There’s been a lot of outpouring on the internet of fans who had read the comics being upset at the show’s tone for a number of reasons, unfortunately including some amount of uproar that several characters were cast in a different gender or race than as they had been portrayed originally. Honestly, I didn’t notice: the fact that the Sandman is a white guy and his sister Death is black hardly matters. The gender or race of any of the characters only rarely matters at all in their respective roles. What does matter is that her episode, an introspective one almost devoid of some of the big set pieces that happen elsewhere in the show, is absolutely fantastic and introspective storytelling. She’s got a major role in one episode only, and is almost the best character in the whole series.

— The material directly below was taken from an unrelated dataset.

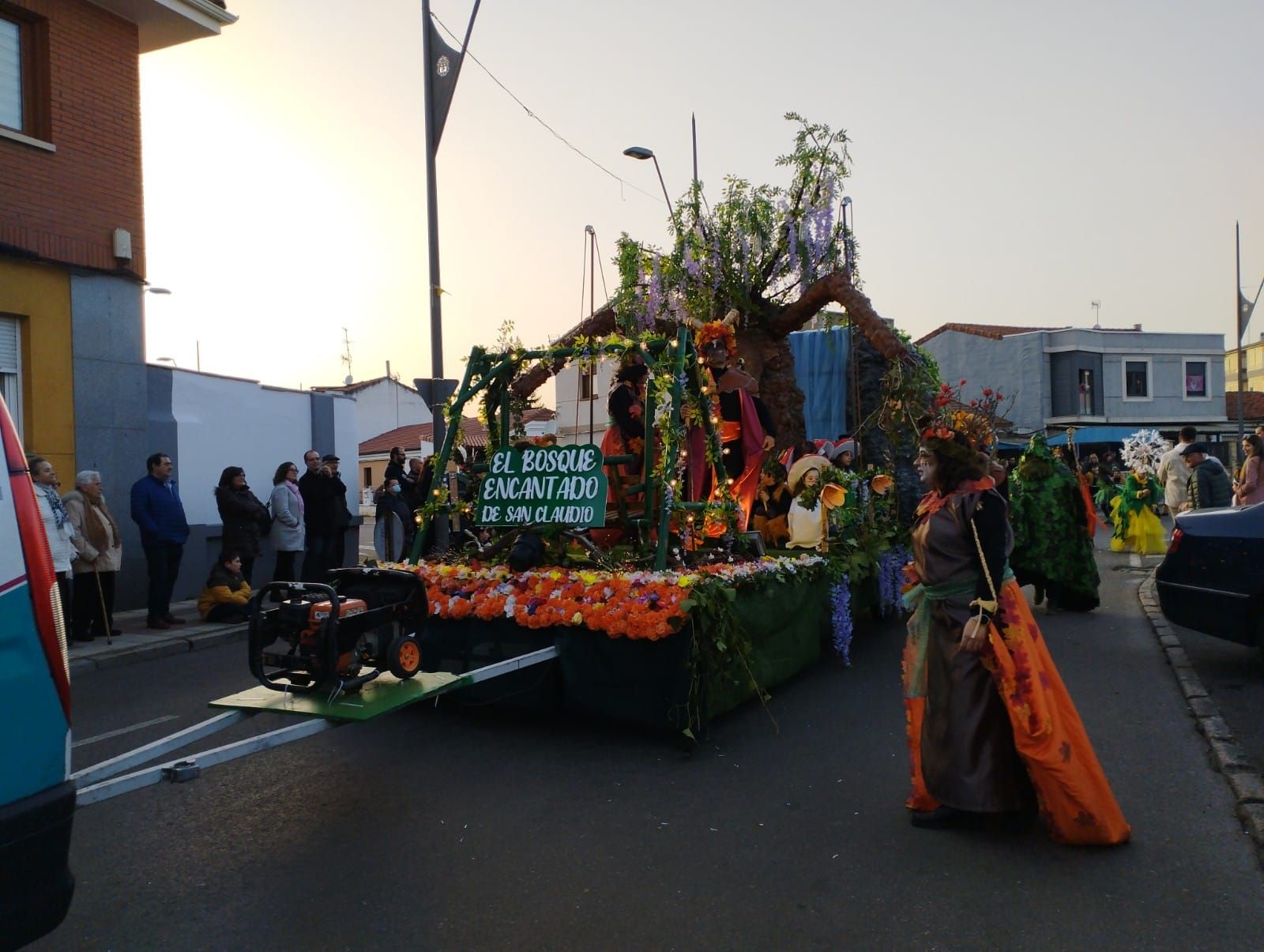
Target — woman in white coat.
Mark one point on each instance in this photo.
(57, 526)
(288, 532)
(99, 556)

I say almost because the preceding story arc includes David Thewlis in a frankly amazing semi-villain and he is absolutely not phoning it in like he did in Wonder Woman.
It’s hardly a perfect show, but it’s definitely interesting and enjoyable. It’s also notable that because it uses the smaller story arc format there’s a comparatively small number of recurring characters, and that allows the producers to roll much greater acting talent in and out of the series as need dictates. And boy howdy is there talent. In addition to Thewlis’s arc you get Gwendoline Christie, Stephen Fry, Ian McNeice who is one of my favorites, and Charles Dance which is practically cheating. But there’s also other, lesser known but widely respected actors too that get their time: Sarah Niles gets most of an episode with Thewlis which is genuinely harrowing. Kerry Shale, Joely Richardson, and Vivienne Acheampong also all stand out. And let’s not forget Boyd Holbrook excellently playing a recurring nightmare, one of the main overall villains. I must note that I keep seeing articles pointing out that series lead Tom Sturridge is very wooden by design, the character’s lack of emotion is meant to stand out among the colorful characters around him. If that’s the case, err, good job?
Thinking back about the Thewlis/Niles scenes now: it’s perhaps worth mentioning that there’s a lot of usage and reflection of some very dark themes in the show. Kidnapping, child abuse, serial killers, suicides, a certain amount of gore, there’s a lot of ugly material going on. And it’s not subtle, either: it wasn’t meant to be. These were written to highlight the darker sides of human nature, not to shy away from it and hide them away, but also to contextualize them against people’s dreams and nightmares. The escapism from horrific abuse as a child into a world of dreams; the serial killer’s dream of oneself as some kind of artist or however you care to put that. And the crashing down of those dreams, the sudden removal of that ability for a person to imagine something better to which to escape, if only during sleep.
Gaiman is an amazing writer and the adaptation to screen really reflects his abilities. The five part series that kicks the show off is absolutely amazing, compelling, and an excellent intro to this particular world. It’s followed by Death’s episode which is so good I might recommend people watch it as a standalone. The second arc isn’t bad, but it wouldn’t be able to stand on its own without the first.
I don’t know when season 2 will be along, and not having read the comics I don’t know what they might contain. But I find I’m looking forward to it. There’s a lot to explore here. I just hope they know to wrap it up when the time comes.